Question

Find the number of species from the following which has spin only magnetic moment value of 1.73 BM. Fe$^{2+}$, Cu$^{2+}$, Ni$^{2+}$, NO, NO$_2$, NO$_2^-$, Sc$^{3+}$, Ti$^{3+}$

Answer 1

4

Answer 2

To find the number of species with a spin-only magnetic moment of 1.73 BM, we first need to determine the number of unpaired electrons corresponding to this magnetic moment.

The spin-only magnetic moment ($\mu_s$) is given by the formula:

$\mu_s = \sqrt{n(n+2)}$ BM

where 'n' is the number of unpaired electrons.

Given $\mu_s = 1.73$ BM:

$1.73 = \sqrt{n(n+2)}$

Squaring both sides:

$(1.73)^2 \approx 3$

$3 = n(n+2)$

$n^2 + 2n - 3 = 0$

Factoring the quadratic equation:

$(n+3)(n-1) = 0$

Since the number of unpaired electrons (n) cannot be negative, we take the positive value:

$n = 1$

Therefore, we need to identify all species from the given list that have exactly one unpaired electron.

Let's analyze each species:

1. Fe$^{2+}$:

   • Electronic configuration of Fe: $[Ar] 3d^6 4s^2$
   • Electronic configuration of Fe$^{2+}$: $[Ar] 3d^6$
   • In the $3d^6$ configuration, according to Hund's rule, the electrons are filled as: $\uparrow\downarrow \uparrow \uparrow \uparrow \uparrow$.
   • Number of unpaired electrons (n) = 4. (Does not match)

2. Cu$^{2+}$:

   • Electronic configuration of Cu: $[Ar] 3d^{10} 4s^1$
   • Electronic configuration of Cu$^{2+}$: $[Ar] 3d^9$
   • In the $3d^9$ configuration: $\uparrow\downarrow \uparrow\downarrow \uparrow\downarrow \uparrow\downarrow \uparrow$.
   • Number of unpaired electrons (n) = 1. (Matches)

3. Ni$^{2+}$:

   • Electronic configuration of Ni: $[Ar] 3d^8 4s^2$
   • Electronic configuration of Ni$^{2+}$: $[Ar] 3d^8$
   • In the $3d^8$ configuration: $\uparrow\downarrow \uparrow\downarrow \uparrow\downarrow \uparrow \uparrow$.
   • Number of unpaired electrons (n) = 2. (Does not match)

4. NO:

   • Nitric oxide (NO) has a total of 15 electrons (7 from N + 8 from O).
   • Its molecular orbital configuration is: $(\sigma_{1s})^2 (\sigma_{1s}^*)^2 (\sigma_{2s})^2 (\sigma_{2s}^*)^2 (\sigma_{2p_z})^2 (\pi_{2p_x})^2 (\pi_{2p_y})^2 (\pi_{2p_x}^*)^1$.
   • It has one unpaired electron in the $\pi^*$ antibonding molecular orbital.
   • Number of unpaired electrons (n) = 1. (Matches)

5. NO$_2$:

   • Nitrogen dioxide (NO$_2$) has a total of 17 valence electrons (5 from N + 2*6 from O).
   • It is an odd-electron molecule, which means it must have at least one unpaired electron.
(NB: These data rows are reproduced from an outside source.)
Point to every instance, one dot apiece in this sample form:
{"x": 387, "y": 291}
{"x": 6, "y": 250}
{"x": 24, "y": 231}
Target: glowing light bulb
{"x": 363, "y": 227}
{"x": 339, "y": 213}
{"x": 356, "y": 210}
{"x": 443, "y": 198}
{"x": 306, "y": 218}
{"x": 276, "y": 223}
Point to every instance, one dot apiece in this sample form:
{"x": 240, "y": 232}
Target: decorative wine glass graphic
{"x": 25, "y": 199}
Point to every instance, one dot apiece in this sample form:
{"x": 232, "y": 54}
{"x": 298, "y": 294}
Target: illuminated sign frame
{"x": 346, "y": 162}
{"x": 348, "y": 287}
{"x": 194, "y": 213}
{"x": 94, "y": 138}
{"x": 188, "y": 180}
Its Lewis structure shows one unpaired electron on the nitrogen atom.
   • Number of unpaired electrons (n) = 1. (Matches)

6. NO$_2^-$:

   • Nitrite ion (NO$_2^-$) has a total of 18 valence electrons (5 from N + 2*6 from O + 1 for the charge).
   • Since it has an even number of electrons, all electrons are paired in its ground state.
   • Number of unpaired electrons (n) = 0. (Does not match)

7. Sc$^{3+}$:

   • Electronic configuration of Sc: $[Ar] 3d^1 4s^2$
   • Electronic configuration of Sc$^{3+}$: $[Ar]$
   • It has no d electrons and no unpaired electrons.
   • Number of unpaired electrons (n) = 0. (Does not match)

8. Ti$^{3+}$:

   • Electronic configuration of Ti: $[Ar] 3d^2 4s^2$
   • Electronic configuration of Ti$^{3+}$: $[Ar] 3d^1$
   • In the $3d^1$ configuration: $\uparrow$.
   • Number of unpaired electrons (n) = 1. (Matches)

The species that have exactly one unpaired electron are Cu$^{2+}$, NO, NO$_2$, and Ti$^{3+}$. There are 4 such species.